Eindelijk besloot zij tot de vlugt, maar bij de Euphraat werd zij door de ligte ruiterij van Aurelianus achterhaald en gevangen genomen. Palmyra werd gespaard, en de Keizer keerde naar Europa terug. Naauwelijks was hij hier aangekomen, toen hem de tijding werd gebragt, dat de inwoners dier stad waren opgestaan en de Romeinsche bezetting hadden vermoord. Op nieuw snelde de Keizer naar de woestijn, en de wederspannige stad moest zwaar boeten. Inmiddels was Firmus, een rijk koopman en een vriend van Zenobia, te Alexandria opgestaan, om er zich keizerlijke magt aan te matigen. Maar ook deze moest zich onderwerpen aan Aurelianus, die in 3 jaren tijds orde en rust hersteld had in het geheele Romeinsche rijk. In schitterende zegepraal, waarbij Zenobia, met gouden ketenen beladen, te voet den keizerlijken triomfwagen volgde, deed hij zijn intogt in Rome, en hij betoonde zich grootmoedig jegens de overwonnenen. Zij, die zich van de keizersmagt hadden zoeken meester te maken, werden overvloedig van het noodige voorzien, en Tetricus herkreeg zijn rang als senator en zijne rijkdommen, en werd zelfs tot den vertrouwelijken omgang met Aurelianus toegelaten. De Keizer wijdde een groot gedeelte van den buit aan de Romeinsche góden: aan den door hem gebouwden zonnetempel schonk hij 15000 pond goud.

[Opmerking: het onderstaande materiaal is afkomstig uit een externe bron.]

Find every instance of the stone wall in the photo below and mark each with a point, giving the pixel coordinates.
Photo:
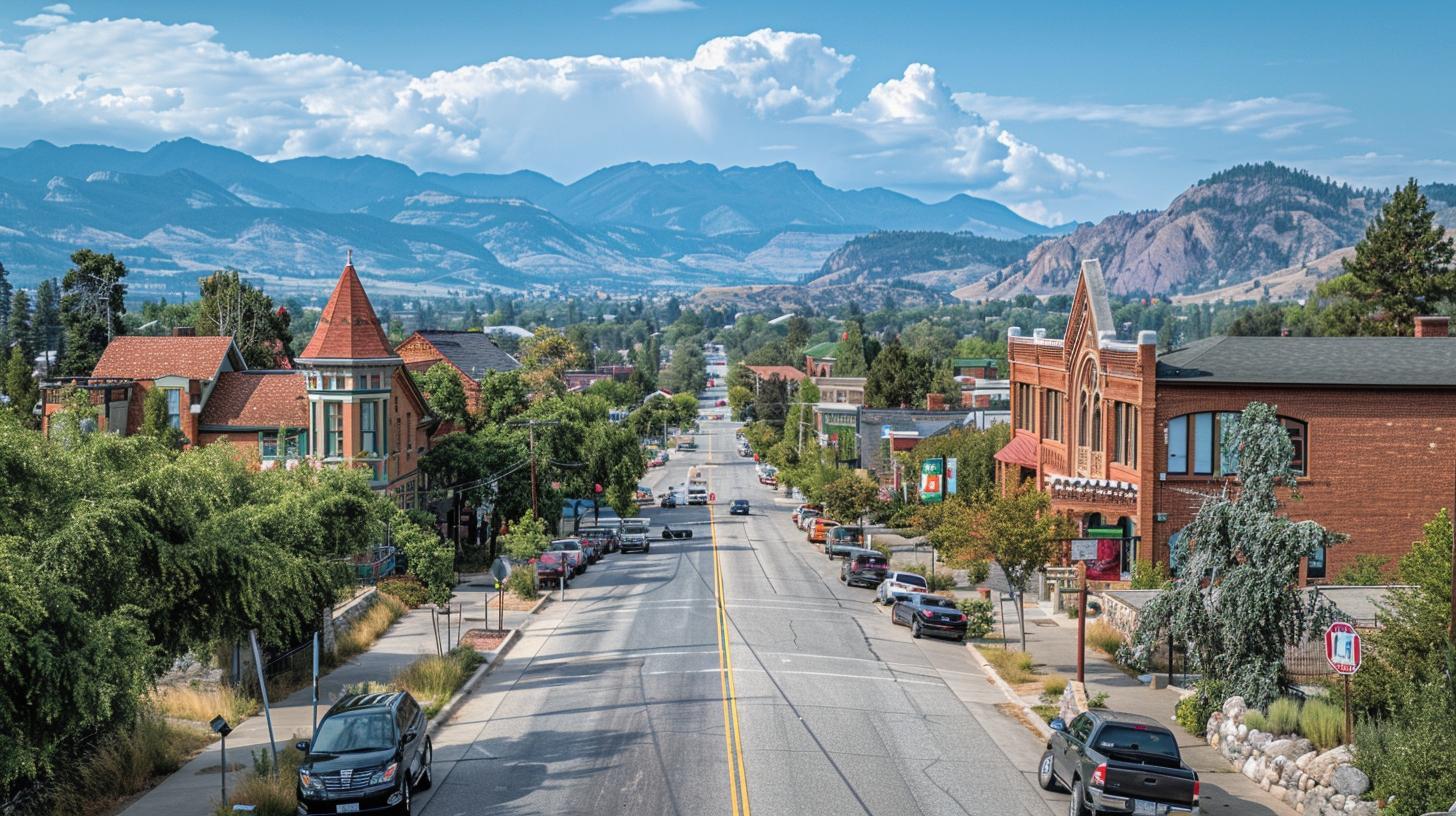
(1289, 767)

Nadat Aurelianus den buitenlandschen vijand overwonnen en den binnenlandschen beteugeld had, bedwong hij de misdadige partijen, die onder de voorgaande heerschers vermetel het hoofd verhieven. Zelfs geringe overtredingen werden gestreng gestraft, maar het tijdperk zijner regering was te kort, om de zegenrijke hervorming te voltooijen, welke hij aan Rome had toegedacht. Zelfs moest hij weinige maanden na zijn triomf weder te velde trekken tegen den Koning van Perzië. Hij was met zijn uitmuntend leger doorgedrongen tot aan de Hellespont, toen muiterij onverwachts een einde maakte aan zijn leven. Een zijner geheimschrijvers vreesde voor straf wegens afpersingen en wist tevens de gemoederen van de voornaamste bevelhebbers te verontrusten. Hij wist het schrift van den Keizer naauwkeurig na te bootsen en hield hun eene lange lijst voor van mannen, die ter dood zouden veroordeeld worden, — eene lijst, waarop zij met schrik hunne namen aanschouwden. Zonder verder onderzoek namen zij het besluit, om door het vermoorden van den Keizer hun eigen leven te redden. Aurelianus werd gedurende den togt van Byzantium naar Heraclea door de zaâmgezworenen aangevallen en door Mucapor, die tot zijne vertrouwde vrienden behoorde, onbarmhartig vermoord (Januarij, 275). De legioenen namen wraak over den dood van hun dapperen aanvoerder; de laaghartige list van den geheimschrijver werd ontdekt en gestreng gestraft.